Another thing I recommend is that people stop watching any kind of news. News operates on a “If it bleeds, it leads” premise, because we are hard-wired to pay attention to danger. That’s how they get our attention and make their money. When you watch bad news, and most news is bad, it goes directly into your limbic system without being processed first in the frontal part of your brain. This is pretty much guaranteed to trigger either anxiety or anger—in short, the “fight-or-flight” response. The frontal-lobe is the most recently evolved part and the best able to deal with problems.
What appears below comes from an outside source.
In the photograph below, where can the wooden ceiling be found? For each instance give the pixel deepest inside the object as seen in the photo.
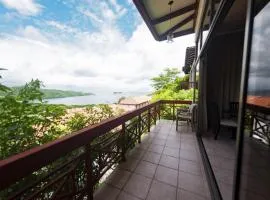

If you read the news, you at least get some processing from your frontal brain before it has a chance to go into the limbic, or emotional, part of your brain.
Having our fight or flight response constantly triggered leaves us in a high state of inflammation all of the time. It raises our cortisol (a stress hormone) levels, which makes us hungrier, more prone to obesity, more prone to eating sugary high-calorie foods, less apt to socialize, more apt to abuse drugs alcohol or other addictions to substances or habits, and more prone to diseases such as autoimmune disorders. There is also good evidence that also leaves us more prone to viruses and other infections.
So, what do you do? First, do all the things I recommended here:
o Read your news instead of watching it.
o Meditate for at least five minutes daily.
o Do 15 to 30 minutes of good cardiovascular exercise daily.
o Maintain daily contact with people in your life who make you feel uplifted and positive.
o Increase your community; join a church, club or volunteer organization.
o Rest. No seriously, take time for yourself where you sleep, relax and just allow yourself to be.
o Take a daily vitamin. Vitamin deficiency has been shown to increase depression and anxiety.
o Give yourself a break. Reframe negative self-talk to positive self-care.
o Reduce your social media time, and keep your contacts positive.
Finally, talk to your doctor (preferably me or another DPC Doctor) about what you’re experiencing. There are so many treatment options out there. If I recommend that you should get medication and therapy, please give it a chance. Unlike a traditional insurance-based practice, I don’t need get you out of my office as fast as possible with a prescription in your hand. We will discuss all the benefits and risks of the medication as well as potential side effects. I will work with you, to one get you off the medication as soon as possible, make sure we find the right medication for you, and to keep the medication dose as low as possible to be effective.
One of the benefits of being part of a direct primary care practice is, even if you have no insurance, your doctor is here to help you. There are ways to get inexpensive cognitive and behavioral treatment – which is been shown to work very well – as well as inexpensive medications to help you through periods of excess anxiety. There is no doubt that right now, in the middle of the COVID-19 pandemic as well as high stress politics in our country, we are in a period of excess anxiety.
Right now, stress and anxiety are high. If you are feeling it, this is not a sign of weakness. This is only a sign of being a normal human being in an abnormal environment. So, take care of yourself and let us take care of you!